Al Kalin: You can see the steam coming up right there. Sally Adee: But if the Salton Sea keeps shrinking, there will be more dust clouds—and that will spell trouble for the geothermal plants. Mark Gran: You got cooling towers, you got separators, crystallizers, and the clarifiers. There's a lot of pots and pans here. Sally Adee: Mark Gran is a vice president at CalEnergy, the energy company that owns most of the geothermal plants in the Imperial Valley. Mark Gran: Certainly any dust that has chemicals is not good for anybody around. Turbines are very sensitive, and you can't have dirt in them. Any other dust flying around certainly doesn't help us and makes things more inefficient and costs us more to run. The most pressing issue would be, environmentally, the safety of our employees. Sally Adee: The shrinking of the Salton Sea is due to something you don't normally think of as a problem: conservation. Here's what's happening: The Salton Sea's only source of water is the farm runoff from farmers like Al Kalin.

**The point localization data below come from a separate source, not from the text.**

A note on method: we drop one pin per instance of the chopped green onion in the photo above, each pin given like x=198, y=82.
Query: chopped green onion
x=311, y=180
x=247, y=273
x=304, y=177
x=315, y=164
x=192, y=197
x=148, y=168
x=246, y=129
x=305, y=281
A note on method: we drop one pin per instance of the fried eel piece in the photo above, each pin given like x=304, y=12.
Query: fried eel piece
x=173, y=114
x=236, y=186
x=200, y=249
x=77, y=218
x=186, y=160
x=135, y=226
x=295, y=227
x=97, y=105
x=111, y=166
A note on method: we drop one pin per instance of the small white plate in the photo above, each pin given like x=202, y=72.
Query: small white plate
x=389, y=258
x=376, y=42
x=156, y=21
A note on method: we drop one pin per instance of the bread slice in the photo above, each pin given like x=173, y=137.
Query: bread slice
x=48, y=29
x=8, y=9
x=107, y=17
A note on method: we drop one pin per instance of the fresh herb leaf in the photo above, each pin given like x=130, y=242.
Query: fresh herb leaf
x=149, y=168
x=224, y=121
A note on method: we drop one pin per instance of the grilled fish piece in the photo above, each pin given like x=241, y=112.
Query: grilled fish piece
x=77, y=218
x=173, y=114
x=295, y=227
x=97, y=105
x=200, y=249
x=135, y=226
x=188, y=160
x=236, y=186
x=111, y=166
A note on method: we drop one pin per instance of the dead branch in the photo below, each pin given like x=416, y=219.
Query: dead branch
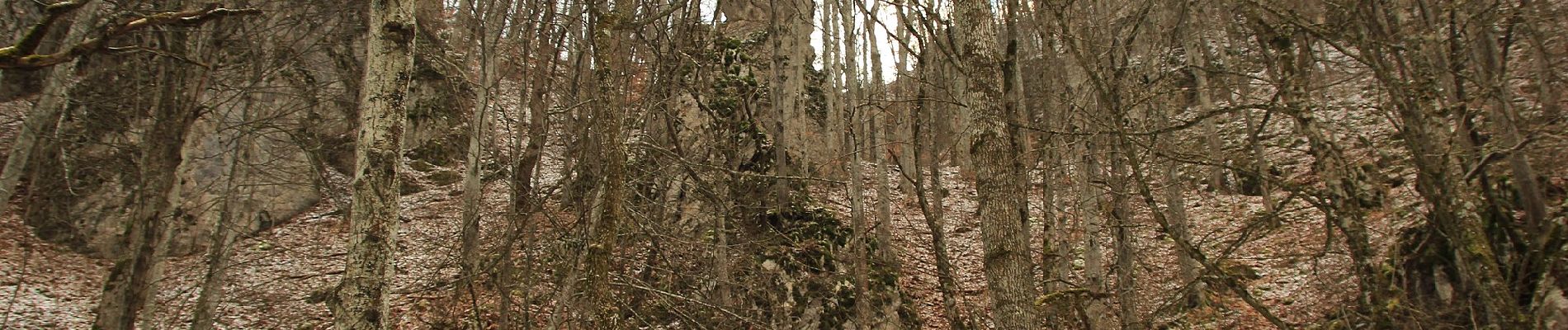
x=21, y=55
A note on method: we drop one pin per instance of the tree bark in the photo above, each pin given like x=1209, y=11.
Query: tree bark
x=1004, y=229
x=378, y=152
x=130, y=280
x=46, y=111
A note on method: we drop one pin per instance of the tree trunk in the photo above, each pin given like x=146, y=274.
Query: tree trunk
x=378, y=152
x=224, y=232
x=130, y=280
x=46, y=111
x=1004, y=229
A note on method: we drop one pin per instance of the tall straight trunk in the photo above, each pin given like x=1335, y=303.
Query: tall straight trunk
x=878, y=132
x=932, y=207
x=472, y=186
x=1197, y=52
x=46, y=111
x=1008, y=270
x=612, y=63
x=789, y=30
x=1440, y=180
x=224, y=232
x=378, y=152
x=857, y=134
x=526, y=163
x=1489, y=59
x=176, y=106
x=1123, y=239
x=1089, y=207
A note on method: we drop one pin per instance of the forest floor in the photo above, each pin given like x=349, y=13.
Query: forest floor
x=278, y=276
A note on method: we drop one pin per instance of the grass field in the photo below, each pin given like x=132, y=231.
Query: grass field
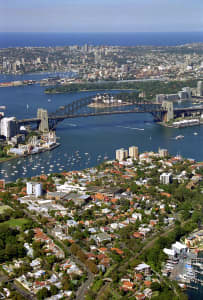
x=3, y=208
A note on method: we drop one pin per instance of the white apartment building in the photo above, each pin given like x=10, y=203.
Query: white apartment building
x=121, y=154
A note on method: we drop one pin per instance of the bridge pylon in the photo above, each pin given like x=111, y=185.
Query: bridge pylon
x=42, y=114
x=169, y=114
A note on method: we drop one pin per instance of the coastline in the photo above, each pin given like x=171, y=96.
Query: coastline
x=29, y=154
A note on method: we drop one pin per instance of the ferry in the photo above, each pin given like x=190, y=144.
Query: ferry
x=179, y=137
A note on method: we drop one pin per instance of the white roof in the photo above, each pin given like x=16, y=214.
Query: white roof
x=179, y=245
x=142, y=267
x=169, y=252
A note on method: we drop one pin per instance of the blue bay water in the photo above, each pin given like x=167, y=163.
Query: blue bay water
x=97, y=136
x=120, y=39
x=93, y=137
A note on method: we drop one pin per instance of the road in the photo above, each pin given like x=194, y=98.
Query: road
x=22, y=292
x=85, y=286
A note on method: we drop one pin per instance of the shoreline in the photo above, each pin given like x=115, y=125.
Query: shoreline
x=103, y=105
x=29, y=154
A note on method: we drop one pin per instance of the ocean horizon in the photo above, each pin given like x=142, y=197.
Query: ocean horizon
x=53, y=39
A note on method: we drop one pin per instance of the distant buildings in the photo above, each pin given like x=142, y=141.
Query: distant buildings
x=166, y=178
x=163, y=152
x=34, y=188
x=122, y=154
x=200, y=88
x=8, y=127
x=133, y=152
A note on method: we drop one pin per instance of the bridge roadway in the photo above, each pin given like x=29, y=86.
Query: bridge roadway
x=70, y=116
x=145, y=110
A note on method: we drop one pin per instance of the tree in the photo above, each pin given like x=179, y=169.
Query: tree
x=43, y=293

But not everyone is happy to see that water dribbling off into a poisoned lake—a lake you can't even drink out of. A lake you can't even fish out of. Especially when they're desperate for water supplies themselves. Mark Gran: You had the other states on the river that wanted our water. Sally Adee: You mean like Nevada, Arizona, Colorado? Mark Gran: Nevada, Arizona, Colorado—all those that were growing but they needed more. They look at us and our farmers, and they see the water coming off the end of the field and into canals and into the Salton Sea, and they think we are wasting water. Sally Adee: So the federal government mandated that farmers conserve some water and send it to San Diego. Mark Gran: Yeah, they basically put a gun to our head and said you're going to find a way to conserve and get water to more populated areas, or we're going to come up with something and enforce it on you. Sally Adee: Mark Gran isn't just some guy who works for CalEnergy.

He's lived down here for 35 years. His family owned movie theaters in the Imperial Valley. He has history here. And he gets pretty inflamed about the water grab. Mark Gran: They're lusting after our water. Well, what happens when we can't produce the food you eat and your head of lettuce goes to 10 bucks a head? Now the water transfer between us and San Diego—selling water to San Diego—part of that was to deal with the Salton Sea, the environmental issues. The latest price tag we've heard on that thing was [US $]9 billion dollars. Sally Adee: Back in February, a federal judge ruled that the water transfer—you know, the one Mark Gran described as— Mark Gran: A gun to our head. Sally Adee: —the judge said that the agreement violated the constitution. You'd think that would make Mark Gran and Al Kalin and the other Imperial Valley residents happy. Mark Gran: What it did was, it kept the lions at bay. Every time they open it up again, they're going to come for more of our water.